I saw the end of the tunnel ahead and slowed, for all was darkness and billowing fog beyond it. I stopped and rummaged in the sack for the other lightstick and lifted it out, hesitating a moment for fear it might draw some lethal reaction from whatever defences had been laid about Sentinel, then touched its mechanism. The white light shot out into the misty void and I felt suddenly sick: the tunnel jutted out into nothing. The thought that I might have stepped out into it made my stomach churn.
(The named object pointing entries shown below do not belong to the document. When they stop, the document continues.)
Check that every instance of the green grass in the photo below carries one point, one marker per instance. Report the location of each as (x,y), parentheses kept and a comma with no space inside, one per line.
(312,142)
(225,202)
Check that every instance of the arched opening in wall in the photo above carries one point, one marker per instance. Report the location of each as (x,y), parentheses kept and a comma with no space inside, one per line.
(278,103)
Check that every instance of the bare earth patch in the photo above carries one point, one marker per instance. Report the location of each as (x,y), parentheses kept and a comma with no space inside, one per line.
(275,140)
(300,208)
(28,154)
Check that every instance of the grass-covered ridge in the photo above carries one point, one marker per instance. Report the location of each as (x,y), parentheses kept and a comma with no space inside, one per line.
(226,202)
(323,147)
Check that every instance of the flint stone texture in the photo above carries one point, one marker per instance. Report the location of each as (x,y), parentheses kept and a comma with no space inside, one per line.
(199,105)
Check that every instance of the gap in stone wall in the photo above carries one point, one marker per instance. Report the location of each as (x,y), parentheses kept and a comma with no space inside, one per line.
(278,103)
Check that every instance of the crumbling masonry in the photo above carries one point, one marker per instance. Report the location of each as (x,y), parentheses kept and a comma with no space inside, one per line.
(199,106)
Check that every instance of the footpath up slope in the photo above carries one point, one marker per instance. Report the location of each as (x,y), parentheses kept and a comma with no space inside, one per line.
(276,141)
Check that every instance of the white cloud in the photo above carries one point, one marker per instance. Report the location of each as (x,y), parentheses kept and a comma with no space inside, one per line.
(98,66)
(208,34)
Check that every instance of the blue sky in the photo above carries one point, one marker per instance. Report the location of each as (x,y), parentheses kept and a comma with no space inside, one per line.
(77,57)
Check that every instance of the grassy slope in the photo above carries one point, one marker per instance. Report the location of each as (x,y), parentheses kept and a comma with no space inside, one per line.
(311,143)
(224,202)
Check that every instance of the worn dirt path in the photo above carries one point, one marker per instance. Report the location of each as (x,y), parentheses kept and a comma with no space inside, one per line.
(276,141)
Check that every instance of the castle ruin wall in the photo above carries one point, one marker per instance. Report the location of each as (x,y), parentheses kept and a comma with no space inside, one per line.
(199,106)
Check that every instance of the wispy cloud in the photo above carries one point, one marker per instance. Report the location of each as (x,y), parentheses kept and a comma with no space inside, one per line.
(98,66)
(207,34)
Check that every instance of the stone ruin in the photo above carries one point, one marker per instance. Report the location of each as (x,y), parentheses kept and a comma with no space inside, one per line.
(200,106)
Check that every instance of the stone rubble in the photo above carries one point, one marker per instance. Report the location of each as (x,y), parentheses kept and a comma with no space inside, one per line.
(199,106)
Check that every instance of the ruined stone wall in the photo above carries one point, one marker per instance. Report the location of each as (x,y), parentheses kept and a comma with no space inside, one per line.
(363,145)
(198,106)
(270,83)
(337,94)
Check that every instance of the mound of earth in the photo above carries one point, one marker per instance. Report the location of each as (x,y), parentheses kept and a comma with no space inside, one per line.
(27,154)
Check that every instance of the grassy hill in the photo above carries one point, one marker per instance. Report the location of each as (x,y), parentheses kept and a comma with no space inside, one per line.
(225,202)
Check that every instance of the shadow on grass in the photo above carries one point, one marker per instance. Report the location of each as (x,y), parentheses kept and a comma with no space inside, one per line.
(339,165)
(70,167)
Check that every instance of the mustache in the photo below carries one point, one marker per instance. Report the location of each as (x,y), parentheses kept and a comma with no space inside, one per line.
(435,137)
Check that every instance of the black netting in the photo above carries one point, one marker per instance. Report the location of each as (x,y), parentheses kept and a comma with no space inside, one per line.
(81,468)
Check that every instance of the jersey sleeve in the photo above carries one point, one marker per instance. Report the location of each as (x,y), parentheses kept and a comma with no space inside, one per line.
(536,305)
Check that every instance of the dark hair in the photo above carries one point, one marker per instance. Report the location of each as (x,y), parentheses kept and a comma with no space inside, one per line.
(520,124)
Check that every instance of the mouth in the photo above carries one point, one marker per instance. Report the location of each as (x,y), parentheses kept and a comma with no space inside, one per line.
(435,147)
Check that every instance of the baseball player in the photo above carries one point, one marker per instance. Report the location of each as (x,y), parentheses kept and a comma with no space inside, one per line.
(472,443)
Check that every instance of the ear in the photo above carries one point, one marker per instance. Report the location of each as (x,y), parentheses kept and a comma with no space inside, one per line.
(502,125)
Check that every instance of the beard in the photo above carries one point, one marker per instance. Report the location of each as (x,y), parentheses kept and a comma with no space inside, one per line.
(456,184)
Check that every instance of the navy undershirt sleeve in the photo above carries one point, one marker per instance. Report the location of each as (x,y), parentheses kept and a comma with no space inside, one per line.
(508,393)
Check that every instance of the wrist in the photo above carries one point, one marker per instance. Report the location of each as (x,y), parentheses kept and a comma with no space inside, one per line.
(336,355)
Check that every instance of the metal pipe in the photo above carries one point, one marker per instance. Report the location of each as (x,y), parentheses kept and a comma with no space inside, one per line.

I looked about for Maruman and realised he was gone. There was no sign of him when I shone the light beam back along the tunnel. Finally, I knelt in the tunnel mouth and leaned out, shining the beam to the left and then the right, and then down. I saw his eye first, gleaming yellow, and then I realised he was sitting on the top step of a flight of steps cleaving to the wall and running down into the murk. It looked as if whatever had damaged the tunnel – no doubt the same thing that had caused the plain to drop, had driven the tunnel out from its original position above the steps. To get onto them, I would have to reach back from the end of the pipe to the steps. My heart was in my mouth as I lay on my belly, wriggled backwards until my legs hung over the void, then lowered myself and groped with my feet until I found the step. Then I eased myself under the pipe, holding tight to it with one hand until I regained my balance. Gasping, I set my back to the wall, slid down it and sat for a moment, heart pounding.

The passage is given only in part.